By Kingston Ndabatei
PRESIDENT Emmerson Mnangagwa surprisingly turned up in neighbouring South Africa Thursday to attend an outreach meeting organised for African leaders by the BRICS group.
The group brings together five major emerging economies – Brazil, Russia, India, China and South Africa.
The Pretoria government’s department of international relations and cooperation (DIRCO) released a picture of Mnangagwa and the neighbouring country’s President Cyril Ramaphosa late Thursday afternoon.
“#TBT President @CyrilRamaphosa welcomes South Africa’s neighbour, president of Zimbabwe, Mr @edmnangagwa to the #BRICS Africa Outreach Meeting which was attended by African Heads of State on the sidelines of @BRICS_10 #DIRCOOpenDay #KnowDIRCO,” said the caption accompanying the picture.
#TBT President @CyrilRamaphosa welcomes South Africa’s neighbour, president of Zimbabwe, Mr @edmnangagwa to the #BRICS Africa Outreach Meeting which was attended by African Heads of State on the sidelines of @BRICS_10 #DIRCOOpenDay #KnowDIRCO pic.twitter.com/uld05vt7q2
— DIRCO South Africa (@DIRCO_ZA) February 21, 2019
Ramaphosa has turned into a vital ally for Mnangagwa and recently joined Zimbabwe’s calls for western countries to remove sanctions imposed on the country’s leadership for human rights abuses.
The South African leader argues that Mnangagwa should be given a chance to implement his reform agenda.
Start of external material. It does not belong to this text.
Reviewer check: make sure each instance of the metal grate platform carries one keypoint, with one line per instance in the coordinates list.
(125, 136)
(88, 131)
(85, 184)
Ramaphosa is expected in Harare for a State visit next month with talk of a possible bailout for Zimbabwe’s struggling economy a possibility although Mnangagwa has denied he has asked for financial help.
“We have asked for technical assistance and support not a bailout. We have not asked for a bailout from anyone,” Mnangagwa said last month.
South Africa’s Ambassador to Zimbabwe Mphakama Mbete confirmed Ramaphosa will be in Harare in the second week of March.
“President Ramaphosa is expected to arrive on March 11th and will do business the next day,” Mbete said.
Mnangagwa has sought to project himself as a reformer and declared Zimbabwe “open for business” in a re-engagement drive meant to return Zimbabwe to the international fold after years of frosty relations under former President Robert Mugabe.